これは神の存在証明にはならないが、僕が個人的にその存在を信じる理由くらいにはなる。魔法則などというものが本当に存在するのなら、だが。
「話が逸れました。ふと思ったのですが」
「うん」
「物理学は数学的に記述されますよね」
「あー、そだっけ。知らない」
「それはつまり、宇宙を支配する法則が数学的に記述されているということです。しかし、数学は物理学に依存して存在しているわけではなく、独立した学問ですよね。とすれば、数学は物理の記述ではなく、法則の記述可能性こそが本質的なのではないでしょうか」
数学はなんら外的な対象を必要としない自己構築的な理論であり、あらゆる経験科学とは一線を画す。
ゆえに宇宙を支配する法則が物理法則以外に存在するならば、それも数学で記述可能であると考えられる。
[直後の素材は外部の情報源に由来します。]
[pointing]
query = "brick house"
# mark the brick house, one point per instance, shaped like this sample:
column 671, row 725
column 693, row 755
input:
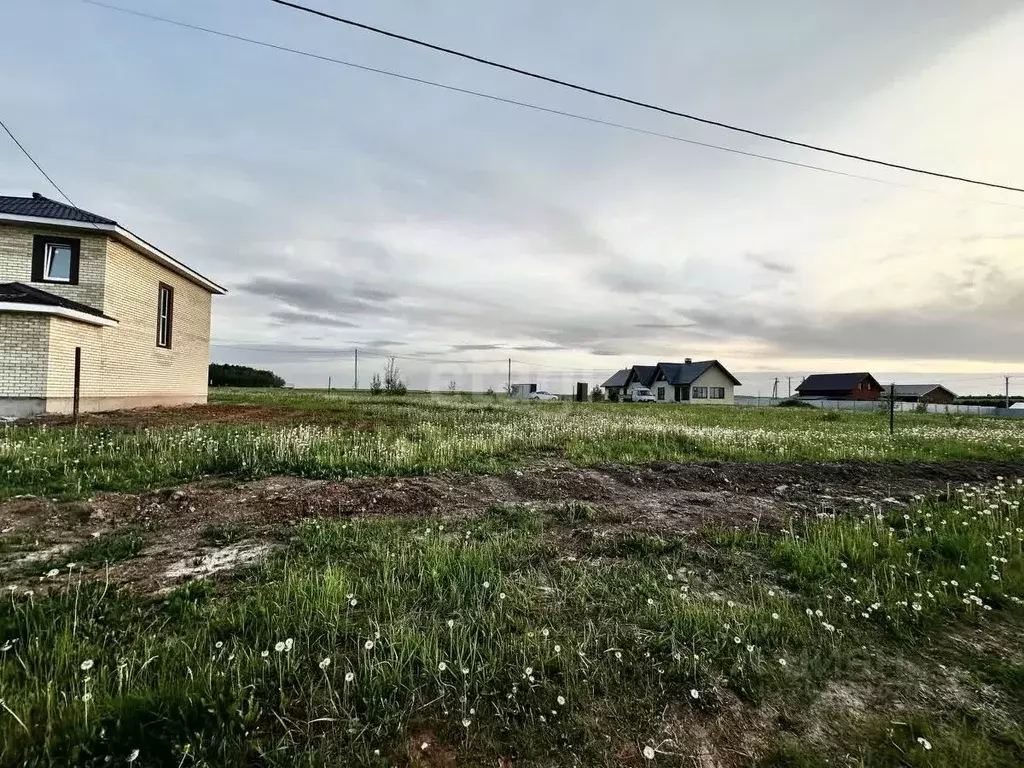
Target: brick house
column 858, row 386
column 73, row 281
数学と物理法則がセットである必要性も、魔法則を記述するための数学のような理論が他に存在する必要性もない。
結局、数学が物理に限らず宇宙を支配する法則を記述することができると考えるのが自然ではないか、と僕は考えたわけだ。
もちろん『魔法則を記述するための数学のような理論』の存在は否定できないが、今のところ存在が確認できないため、以上のような仮説を立てた。
「……媛名様?」
「……イチマサ」
媛名様は真顔と平坦な声で僕の渾名を呟いた。僕の思いつきが気に食わなかったのだろうか。
「それだ‼︎」
「え?」
「そういうのを待ってたんだよ! やっぱイチマサを選んで正解だった!」
「え? 選んだ、って……」
「一瞬で課題が山盛りだー! ひゃっほーぅ!」
「あの、媛名様……」
「こうしちゃいられない! 資料集めだ! パパに魔術書を持ってきてもらわなきゃ!」
「……では、僕はこれで」
こうなった媛名様に僕の声は届かない。
僕は夕食を作るためにキッチンへと向かう。あの様子だと夜更かししそうだな。媛名様の夜食も用意しておこう。
翌朝、床一面に紙が広がり、その中心で媛名様が寝息をたてていたのはご愛嬌だ。僕は彼女にブランケットをかけて早々に部屋を出た。乙女の睡眠を妨げるのは罪だからな。